Sometimes grand things come in small packages. With plans for a larger renovation down the track, the most pressing concern for this family of four was the need for a second bathroom. Drawing Room Architecture designed an ensuite bathroom in the under-utilised space at the side of the house, without limiting their options for the future reno. This micro-addition has a huge impact, in spite of its size...
"To avoid building any further into their north facing backyard (and keeping our options open for stage two renovations of the living spaces) we looked to see where else we could borrow space for a bathroom", explains the architect. The answer was found in the narrow 1.35-metre side setback, allowing the architects to create a 5.8 square metre addition housing the much-needed ensuite bathroom and built-in robes.
The bathroom borrows some space from the existing bedroom, to ensure it's not too narrow. This allowed the architect to build in wall lights and a shelf over the bed to minimise the need for additional bedroom furniture. A nook created by the space between the existing exterior walls and the new internal bathroom wall has been given open timber shelving, the perfect location for books and other decorative items to be displayed.

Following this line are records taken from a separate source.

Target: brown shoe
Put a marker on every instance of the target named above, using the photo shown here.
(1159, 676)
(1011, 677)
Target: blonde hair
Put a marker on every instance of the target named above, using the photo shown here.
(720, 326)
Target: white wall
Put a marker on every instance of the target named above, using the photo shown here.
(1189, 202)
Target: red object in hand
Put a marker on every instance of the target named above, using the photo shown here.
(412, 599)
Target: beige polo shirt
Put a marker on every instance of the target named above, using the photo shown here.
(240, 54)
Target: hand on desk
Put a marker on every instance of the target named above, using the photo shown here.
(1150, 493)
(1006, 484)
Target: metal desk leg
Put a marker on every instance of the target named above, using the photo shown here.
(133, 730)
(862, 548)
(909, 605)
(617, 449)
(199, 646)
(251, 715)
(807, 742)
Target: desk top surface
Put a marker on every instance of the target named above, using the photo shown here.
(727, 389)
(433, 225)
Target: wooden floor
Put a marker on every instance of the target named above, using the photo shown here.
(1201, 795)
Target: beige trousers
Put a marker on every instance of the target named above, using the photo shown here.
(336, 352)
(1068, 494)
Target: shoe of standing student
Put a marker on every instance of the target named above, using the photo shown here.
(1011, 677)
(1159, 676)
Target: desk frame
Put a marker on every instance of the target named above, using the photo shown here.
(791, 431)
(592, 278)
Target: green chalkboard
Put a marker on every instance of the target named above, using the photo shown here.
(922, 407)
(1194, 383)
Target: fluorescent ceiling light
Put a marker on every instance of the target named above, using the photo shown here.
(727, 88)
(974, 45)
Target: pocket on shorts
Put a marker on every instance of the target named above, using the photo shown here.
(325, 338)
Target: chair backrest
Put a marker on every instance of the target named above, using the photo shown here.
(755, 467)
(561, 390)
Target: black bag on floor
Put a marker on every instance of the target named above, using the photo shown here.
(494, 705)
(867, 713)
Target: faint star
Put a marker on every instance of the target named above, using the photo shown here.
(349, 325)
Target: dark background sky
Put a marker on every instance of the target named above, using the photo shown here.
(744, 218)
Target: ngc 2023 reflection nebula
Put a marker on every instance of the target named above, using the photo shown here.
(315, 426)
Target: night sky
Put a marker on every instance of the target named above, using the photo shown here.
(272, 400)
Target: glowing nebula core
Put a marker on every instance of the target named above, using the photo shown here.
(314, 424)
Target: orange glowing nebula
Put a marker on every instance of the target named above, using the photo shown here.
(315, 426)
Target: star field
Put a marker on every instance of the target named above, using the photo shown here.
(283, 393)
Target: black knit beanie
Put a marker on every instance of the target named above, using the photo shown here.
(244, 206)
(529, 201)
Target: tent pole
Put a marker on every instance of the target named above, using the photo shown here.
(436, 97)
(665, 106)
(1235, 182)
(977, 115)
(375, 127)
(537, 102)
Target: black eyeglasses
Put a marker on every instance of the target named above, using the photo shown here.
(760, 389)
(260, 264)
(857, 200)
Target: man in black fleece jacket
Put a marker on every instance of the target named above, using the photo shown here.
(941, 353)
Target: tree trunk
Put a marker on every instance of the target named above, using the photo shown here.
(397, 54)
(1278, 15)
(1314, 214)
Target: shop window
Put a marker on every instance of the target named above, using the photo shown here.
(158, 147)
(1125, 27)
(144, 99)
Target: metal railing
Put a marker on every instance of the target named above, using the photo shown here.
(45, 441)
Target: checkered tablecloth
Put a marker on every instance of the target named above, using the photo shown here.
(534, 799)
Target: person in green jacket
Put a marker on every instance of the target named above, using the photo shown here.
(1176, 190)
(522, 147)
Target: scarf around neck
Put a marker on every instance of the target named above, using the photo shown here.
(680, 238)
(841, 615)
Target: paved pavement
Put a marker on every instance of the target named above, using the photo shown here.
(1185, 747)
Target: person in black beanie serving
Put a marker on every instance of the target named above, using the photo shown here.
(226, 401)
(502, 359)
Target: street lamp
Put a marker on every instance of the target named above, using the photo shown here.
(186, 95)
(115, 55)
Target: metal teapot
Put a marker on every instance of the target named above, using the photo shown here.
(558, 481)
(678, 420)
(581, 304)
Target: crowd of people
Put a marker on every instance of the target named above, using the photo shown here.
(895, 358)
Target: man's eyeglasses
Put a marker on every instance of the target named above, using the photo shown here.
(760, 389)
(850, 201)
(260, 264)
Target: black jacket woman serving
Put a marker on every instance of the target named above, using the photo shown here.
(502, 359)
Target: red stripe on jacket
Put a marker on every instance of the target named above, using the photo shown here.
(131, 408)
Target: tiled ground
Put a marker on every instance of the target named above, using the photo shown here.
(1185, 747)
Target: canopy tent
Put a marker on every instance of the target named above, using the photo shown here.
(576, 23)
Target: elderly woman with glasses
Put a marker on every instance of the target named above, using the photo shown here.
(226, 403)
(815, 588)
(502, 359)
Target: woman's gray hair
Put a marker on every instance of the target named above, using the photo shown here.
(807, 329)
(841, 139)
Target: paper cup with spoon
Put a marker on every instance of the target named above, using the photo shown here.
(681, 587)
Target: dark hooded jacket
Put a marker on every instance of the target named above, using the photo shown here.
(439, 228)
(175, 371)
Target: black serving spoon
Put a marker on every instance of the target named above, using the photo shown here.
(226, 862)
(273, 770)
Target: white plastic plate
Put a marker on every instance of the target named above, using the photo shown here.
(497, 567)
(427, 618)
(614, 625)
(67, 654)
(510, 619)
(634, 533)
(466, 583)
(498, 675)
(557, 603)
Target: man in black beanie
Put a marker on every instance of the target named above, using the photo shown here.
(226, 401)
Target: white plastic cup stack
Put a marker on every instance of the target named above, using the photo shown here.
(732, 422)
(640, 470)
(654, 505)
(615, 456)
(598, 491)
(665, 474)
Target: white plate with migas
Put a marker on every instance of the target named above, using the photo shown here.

A skylight expands the full width of the bathroom, bathing (pardon the pun) the space in light and ensuring it doesn't feel small. The bedroom is also able to borrow light from the skylight, helping to also brighten the south-facing room.
Nib walls give the basin, toilet and shower their own private space, allowing the bathroom to be used by several people at once, without sacrificing privacy. This was an important consideration for the owners and their young children to maximise the bathroom's functionality.
Robust materials and a palette of calming blue and natural timber creates a hard-wearing, yet serene bathroom. Solid timber shelving and vanity top combine with blue terazzo floor tiles and ceramic wall tiles to create a unique datum connecting all the spaces. "It's almost as if you are standing in a pool of water", explains the architect.
To minimise the need for bedroom furniture, wall lights and a shelf over the bed are built in. A gap left over between the original bedroom exterior wall and the new en-suite wall provides a nook for open timber shelving - a perfect location for decorative items.
The addition is subtle from the front. Setback from the existing front facade and painted black, it recedes into the shadows. Vertical hardwood battens conceal a window to provide light, views of the garden and natural ventilation to the bathroom, without sacrificing its privacy.
A new piece of built-in furniture in the hallway is another addition which improves the home without much fuss. "We noticed that the extra-wide hallway lacked places to put the detritus of everyday life with small children", says the architect. "We suggested a custom hallway cabinet that could accommodate coats, hats, shoes, bags, keys, letters and provide a mirror for last-minute adjustments before leaving the house." An arched mirror inspired by the arches of the hallway and front door help to weave this new furniture piece into the existing fabric of the home, while the same timber and blue hints at the new bathroom concealed behind closed doors.
Demonstrating how much can be achieved with minimal space, this micro addition achieves hefty results from a pint-sized package.